Pas un mot sur le Concordat. Le traité bilatéral toujours en vigueur annonce pourtant «l’exemption totale et permanente de la contribution territoriale urbaine» pour «les temples et chapelles destinés au culte», «la résidence des évêques, des chanoines et des prêtres», ainsi que «l’exemption totale et permanente des impôts réels ou de produits sur la rente et sur le patrimoine». A cela s’ajoute l’exemption d’impôt sur les jardins et les vergers des hommes d’Eglise, comme le précise Alejandro Torres. Dans son étude sur «les bénéfices fiscaux des logements des ministres du culte, les jardins de propriété ecclésiastique en Espagne et le principe de laïcité», le professeur de droit ecclésiastique à l’université publique de Navarre avance que ce régime fiscal exceptionnel est «inconstitutionnel» en vertu de l’article 31.1 de la Constitution, qui stipule que «tous contribueront au maintien des dépenses publiques selon leurs capacités économiques (…)».
Des finances amputées
Selon Alejandro Torres, le régime fiscal du clergé, plus avantageux que celui des fonctionnaires, «ne peut trouver sa justification que dans l’inertie de l’histoire». Mais pour l’abolir, il faudrait revenir sur un traité bilatéral, le Concordat, dont la signature «limite la souveraineté du parlement démocratiquement élu».

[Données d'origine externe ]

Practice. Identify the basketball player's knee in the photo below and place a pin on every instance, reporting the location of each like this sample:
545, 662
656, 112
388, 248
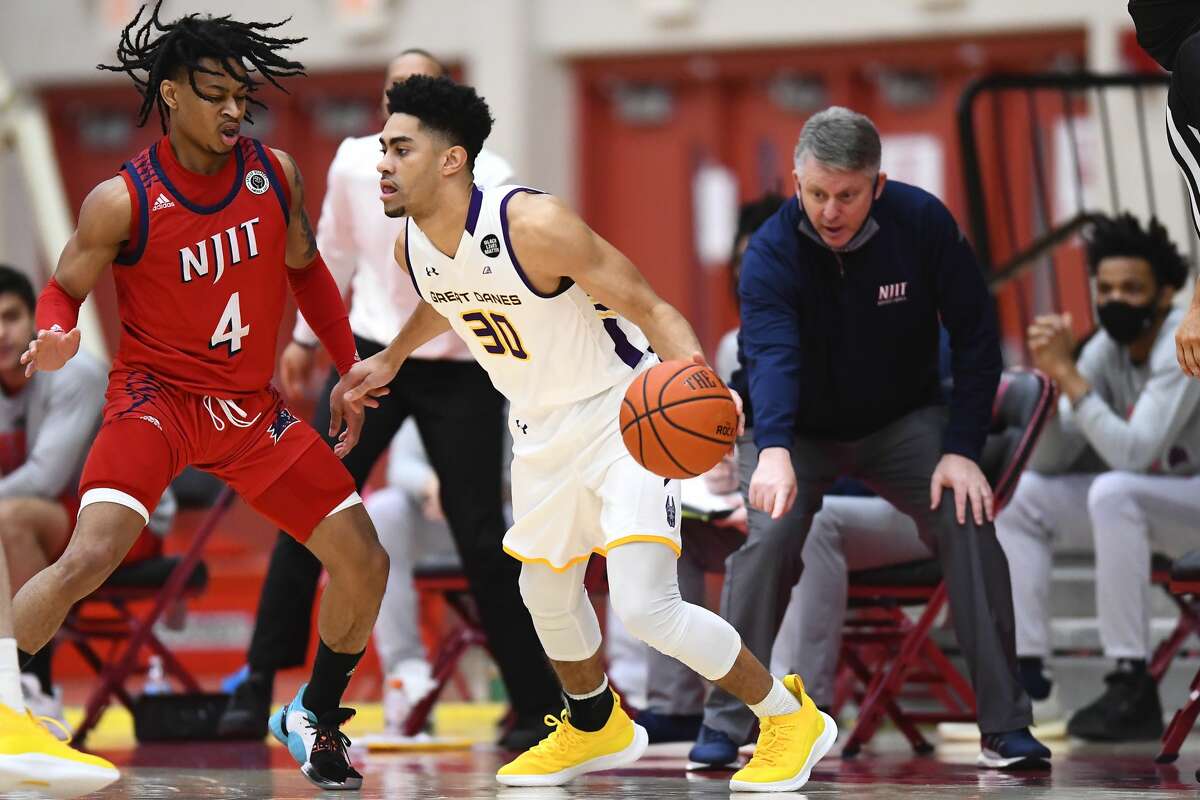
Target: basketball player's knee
88, 561
654, 614
360, 560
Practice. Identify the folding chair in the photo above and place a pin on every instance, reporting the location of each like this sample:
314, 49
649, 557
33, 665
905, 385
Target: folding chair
114, 614
1185, 587
883, 649
445, 581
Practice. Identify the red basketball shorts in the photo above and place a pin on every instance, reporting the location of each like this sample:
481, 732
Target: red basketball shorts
276, 462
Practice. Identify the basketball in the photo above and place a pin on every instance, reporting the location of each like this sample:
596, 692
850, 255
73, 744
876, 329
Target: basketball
678, 419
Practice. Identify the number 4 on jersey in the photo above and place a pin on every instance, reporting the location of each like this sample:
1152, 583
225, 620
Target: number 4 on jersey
229, 330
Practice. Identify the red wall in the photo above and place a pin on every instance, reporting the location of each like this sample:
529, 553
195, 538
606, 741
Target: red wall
636, 178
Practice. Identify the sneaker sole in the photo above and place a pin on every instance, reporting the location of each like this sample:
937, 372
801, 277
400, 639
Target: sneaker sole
820, 749
310, 773
31, 771
612, 761
1021, 763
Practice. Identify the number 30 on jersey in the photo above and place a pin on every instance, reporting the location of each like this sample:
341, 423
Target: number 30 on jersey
229, 330
496, 334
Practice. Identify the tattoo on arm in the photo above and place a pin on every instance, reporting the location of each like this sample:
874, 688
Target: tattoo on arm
298, 200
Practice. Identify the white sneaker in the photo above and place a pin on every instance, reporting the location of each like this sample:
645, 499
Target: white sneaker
42, 704
407, 684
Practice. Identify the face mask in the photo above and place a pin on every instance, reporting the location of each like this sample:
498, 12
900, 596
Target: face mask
1125, 322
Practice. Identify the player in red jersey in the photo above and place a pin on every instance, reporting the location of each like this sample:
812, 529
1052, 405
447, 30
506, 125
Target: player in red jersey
205, 232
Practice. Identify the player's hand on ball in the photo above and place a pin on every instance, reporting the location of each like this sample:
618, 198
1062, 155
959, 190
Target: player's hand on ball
773, 485
51, 350
358, 390
1187, 342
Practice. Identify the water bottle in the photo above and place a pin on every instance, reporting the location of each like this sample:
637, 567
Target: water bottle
156, 678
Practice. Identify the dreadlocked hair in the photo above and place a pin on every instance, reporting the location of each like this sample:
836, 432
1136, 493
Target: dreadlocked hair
1123, 235
445, 107
161, 50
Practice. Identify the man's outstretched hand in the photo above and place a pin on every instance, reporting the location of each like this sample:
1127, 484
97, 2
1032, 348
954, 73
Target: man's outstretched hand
51, 350
358, 390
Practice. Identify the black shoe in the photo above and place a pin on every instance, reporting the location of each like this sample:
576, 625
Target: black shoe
670, 727
245, 716
329, 763
525, 733
1129, 710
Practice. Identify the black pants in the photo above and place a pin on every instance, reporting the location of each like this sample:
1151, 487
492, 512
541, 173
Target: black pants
461, 420
1183, 119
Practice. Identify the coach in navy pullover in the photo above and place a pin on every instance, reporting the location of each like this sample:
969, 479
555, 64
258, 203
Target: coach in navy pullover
840, 343
841, 292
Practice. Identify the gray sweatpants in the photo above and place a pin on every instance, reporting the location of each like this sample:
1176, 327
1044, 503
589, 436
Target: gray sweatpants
897, 462
1125, 516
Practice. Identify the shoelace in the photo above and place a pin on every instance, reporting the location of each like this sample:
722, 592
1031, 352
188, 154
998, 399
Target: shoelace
771, 744
329, 737
51, 725
229, 408
561, 739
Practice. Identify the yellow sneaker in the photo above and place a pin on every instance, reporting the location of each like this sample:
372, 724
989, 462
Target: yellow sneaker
789, 746
569, 752
33, 759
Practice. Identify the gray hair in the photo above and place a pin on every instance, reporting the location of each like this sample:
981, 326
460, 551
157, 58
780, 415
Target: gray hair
841, 139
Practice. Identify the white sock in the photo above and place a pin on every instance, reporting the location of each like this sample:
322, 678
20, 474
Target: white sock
597, 692
778, 702
10, 677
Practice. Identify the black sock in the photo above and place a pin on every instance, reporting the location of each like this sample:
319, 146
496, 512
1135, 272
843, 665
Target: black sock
1132, 666
1033, 678
39, 665
330, 677
592, 713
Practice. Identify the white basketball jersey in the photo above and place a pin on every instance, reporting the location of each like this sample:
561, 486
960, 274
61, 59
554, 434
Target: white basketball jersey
541, 350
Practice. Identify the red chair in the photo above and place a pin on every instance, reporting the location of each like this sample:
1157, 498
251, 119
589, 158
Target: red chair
112, 632
448, 583
1185, 588
883, 649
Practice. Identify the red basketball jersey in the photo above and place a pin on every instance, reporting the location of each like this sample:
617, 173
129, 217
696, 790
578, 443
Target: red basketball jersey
201, 286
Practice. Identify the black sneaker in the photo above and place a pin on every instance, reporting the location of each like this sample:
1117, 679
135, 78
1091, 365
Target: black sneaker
1129, 710
245, 716
670, 727
1014, 750
329, 763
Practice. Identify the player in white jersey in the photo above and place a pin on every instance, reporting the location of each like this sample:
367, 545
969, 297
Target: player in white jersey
563, 323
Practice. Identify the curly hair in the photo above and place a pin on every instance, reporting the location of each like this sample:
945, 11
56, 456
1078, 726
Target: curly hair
450, 109
1123, 235
162, 50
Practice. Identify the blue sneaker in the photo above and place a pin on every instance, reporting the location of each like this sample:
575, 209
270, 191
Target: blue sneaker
670, 727
713, 750
1013, 750
317, 745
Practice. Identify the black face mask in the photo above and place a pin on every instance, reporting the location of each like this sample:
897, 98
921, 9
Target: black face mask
1125, 322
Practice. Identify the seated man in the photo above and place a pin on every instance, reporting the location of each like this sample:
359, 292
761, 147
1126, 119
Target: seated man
46, 423
1125, 447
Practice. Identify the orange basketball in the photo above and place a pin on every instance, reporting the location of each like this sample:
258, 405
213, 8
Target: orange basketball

Il existe toutefois une sortie juridique possible, selon le professeur de droit. «Que le parlement espagnol dénonce le Concordat pour manquement d’un des parties signataires. Car depuis plus de trente ans, l’Eglise ne respecte pas son engagement face à l’Etat.» Le Concordat stipule que «l’Eglise catholique déclare son intention d’obtenir par elle-même les ressources suffisantes pour couvrir ses besoins.» A cet effet, les Espagnols peuvent cocher chaque année dans leur déclaration de revenu une case signifiant qu’ils acceptent que 0,7% de leurs impôts soient destinés à financer l’Eglise catholique. Or, entre 1988 et 2005, l’Eglise a touché 2 055 494 578 d’euros, dont 1 625 173 707 versés volontairement par les Espagnols à partir de leur feuille d’impôt. L’Etat a donc complété les revenus de l’Eglise de 430 320 871 d’euros, à l’heure où l’Allemagne ou la France investissaient dans leur économie, pour l’adapter aux nouvelles règles du marché unique.
« Ni le PP ni le PSOE ne comptent changer les choses«
Le professeur de droit ecclésiastique tient bon de préciser qu’il n’est pas anticlérical, mais voit mal en quoi l’exemption d’impôts sur les logements et les jardins et vergers du clergé, pouvant aller jusqu’à deux hectares, est essentiel à l’exercice de la liberté religieuse. Les députés vont-ils suivre l’exemple italien et revenir sur ces privilèges fiscaux? «Moins de 10% du parlement demande la révision du Concordat, nuance Francisco Delgado, président d’Europa Laica. Ce sera une nouvelle fois à la société civile d’alerter les institutions, à l’heure où moins de 25% des citoyens se déclarent pratiquants catholiques, estime-t-il avant d’ajouter: «Mais à court terme, ni le PP ni le PSOE ne sont favorables à changer les choses. Et ils réunissent 80% des députés.»
Article publié le 14 mars dans le journal suisse Le Courrier, basé à Genève.
L’Etat espagnol pourrait récupérer 3 milliards d’euros par an si l’Eglise catholique payait l’impôt sur les biens immobiliers. Il faudrait pour cela revenir sur le Concordat signé avec le Vatican en 1979.